AI will revolutionise market research: At Bulbshare, it already is
AI was once the least exciting subject area in tech. We wanted cyborg pets and robot manservants. What we had was reliable data transfers and more targeted email marketing.
AI was once the least exciting subject area in tech. We wanted cyborg pets and robot manservants. What we had was reliable data transfers and more targeted email marketing. Sometimes though, all it takes is one innovation to create a tech tipping point. And since November, previously far-fetched inventions feel suddenly within our grasp. For those of us in the business of insight and market research, generative AI is big news.
The proof of concept
Keeping it brief
At Bulbshare, we understand the transformative potential of Generative AI. That’s why we are launching a new product that helps clients get the most out of this technology. Crucially, the bleeding-edge proof of concept we’ve invented will speed up the way our clients get insights from research communities.
Our AI Brief Builder is opening the doors to a future of rapid project launches, cost and time-efficient research, and insight at your fingertips in minutes. In a world where markets turn on a dime and consumer sentiment swings back and forth with little warning, it’s our job to shorten the interval between our clients asking a question – and our finding an answer to it.

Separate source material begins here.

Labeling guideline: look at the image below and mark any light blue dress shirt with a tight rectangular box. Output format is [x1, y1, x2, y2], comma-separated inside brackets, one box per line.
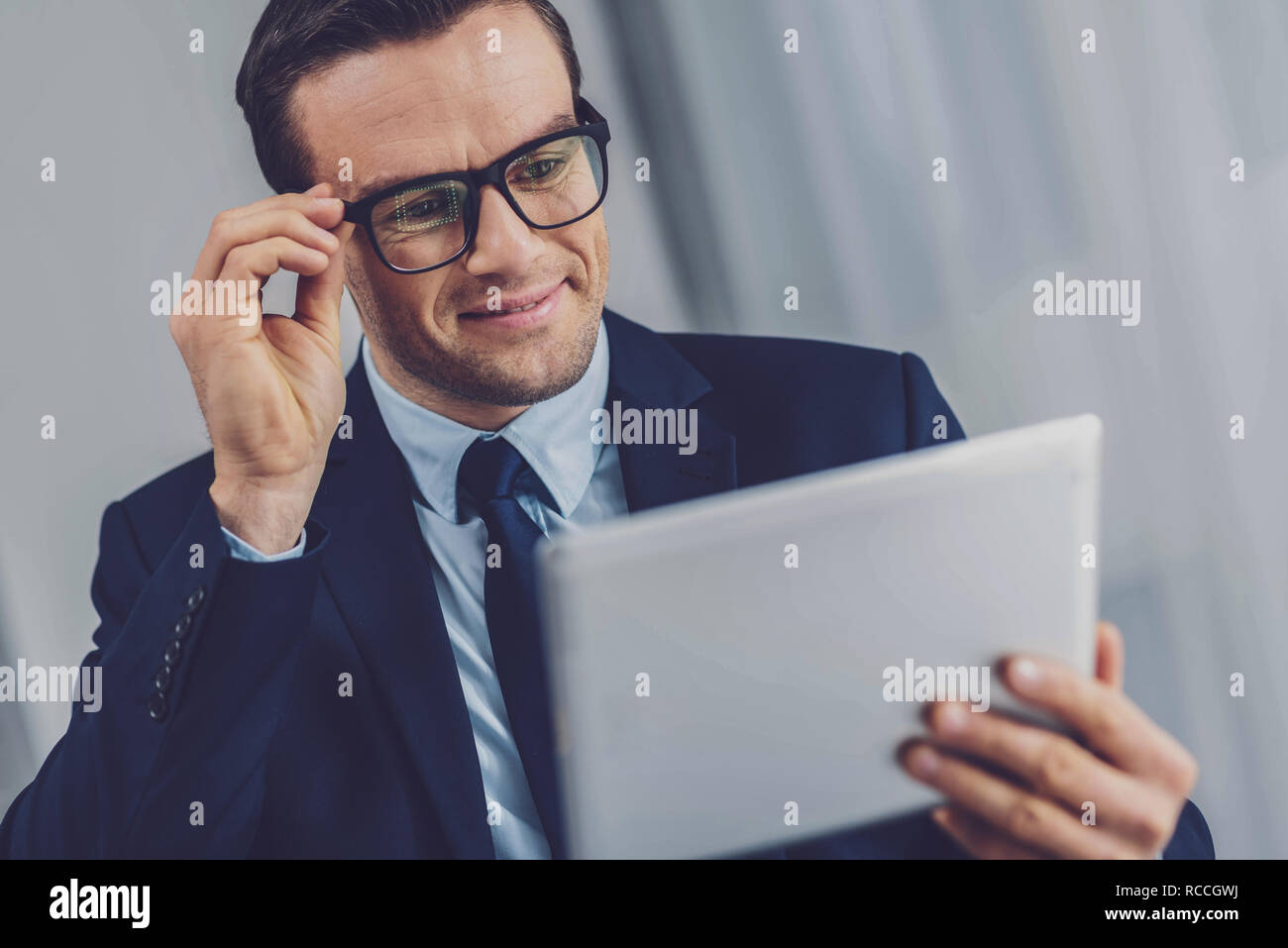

48 hours in Paris. 1 proof of concept. 10s of hours saved
The process of creating the AI Brief Builder began in Paris in February at a hackathon that Bulbshare staged with major brand clients, including LEGO, consumer directors at L’Oréal, and the VP of Consumer Intelligence at Nestlé CPW. Collaborating across clients and in partnership with Bulbshare’s engineering teams was key in allowing us to surface shared pain points and move quickly to resolve them.
Day one saw the team tackle the question of what business challenges could be better solved by leveraging generative AI.
Initially, they identified three key areas in which a proof of concept could make radical strides.
Automation and efficiencies: Can Generative AI increase our agility by improving research design and reducing the friction in launching research studies?
Depth of insight and analysis: To what extent can generative AI help us go much deeper in synthesising data and driving much more powerful analysis?
Creating more conversational research for better UX: How can generative AI transform the research participant experience leading to richer responses and improved outputs?
The team prioritised automation and efficiency as the aim for the first hackathon. And the result, dubbed ‘magic’ by clients, gives back to researchers something that is often sparse: time.
Clients provided mentorship, inspiration, and actionable advice. They fed back on new approaches the team could take and offered examples of how the solution would be applied to their operational day-to-day tasks, such as hypothesis building, methodology writing, or audience targeting. They raised discussions around privacy and data protection, which fed into Bulbshare’s decision to introduce data silos that give the option to completely restrict the information fed into the AI, ensuring it is not shared with other clients or the outside world. Most importantly, they encouraged the team to think differently and stay brave.
Even now, they’re feeding back on the proof of concept and its application to daily tasks, with developments to increase the relevance and range of questions and imagery to better meet client needs. Collaboration was - and is - at the heart of this innovation.
So, what is it?
After just 48 hours, Bulbshare developers created a way to harness OpenAI to build surveys. Rather than manually creating a survey brief, which involves writing questions, sourcing images and designing questionnaires, users could just punch in a prompt for their survey and watch as the programme constructed the whole research enquiry.
With the AI Brief Builder, researchers can:
Automatically generate images, survey descriptions, and questions for surveys
Have methodologies written up in seconds, including multi-choice questions and open-text boxes
Create projects with improved look and feel
Edit their survey before the launch
Automatically target the right audience
The implications
Slow and expensive becomes fast and cost-efficient
The field of market research has always held a number of certainties. Firstly, it takes a long time. Gathering insights that are telling, true and rigorous is a business of questionnaire design, focus groups, and qualitative and quantitative analysis. It’s scientific – and enquiries suffer when rushed. Secondly, it’s expensive. Want to commission a small army of researchers to inform your next move? Not only does this involve a lot of human labour, but the value of the knowledge they deliver is enormous - and getting it wrong is disastrous. As David Ogilvy said: “Advertising people who ignore research are as dangerous as generals who ignore decodes of enemy signals.”
In the 2020s, brands have had a taste of how quickly markets can shift. If your research study takes too long to produce, there’s an increasing chance that the data may be obsolete by the time you serve it up. The future of insight, therefore, is knowledge delivered in real-time, accessed not exclusively through PowerPoint presentations or dossiers but also through AI interfaces. You ask a question, and the oracle responds. The research arsenal just expanded to projects launched in minutes and access to consumer insights in real time. Automation is now a critical tool in the research stack.
AI, like consumer markets, is changing at a rapid pace. With every passing week, new opportunities have arisen, and new tools are released. In fact, it’s estimated that 1,000 new AI tools were released in March alone.
With the Next Gen Brief Builder, keeping abreast of a changeable market is simpler. With quicker methodologies, you get quicker results. In these liquid times, AI will be our oar.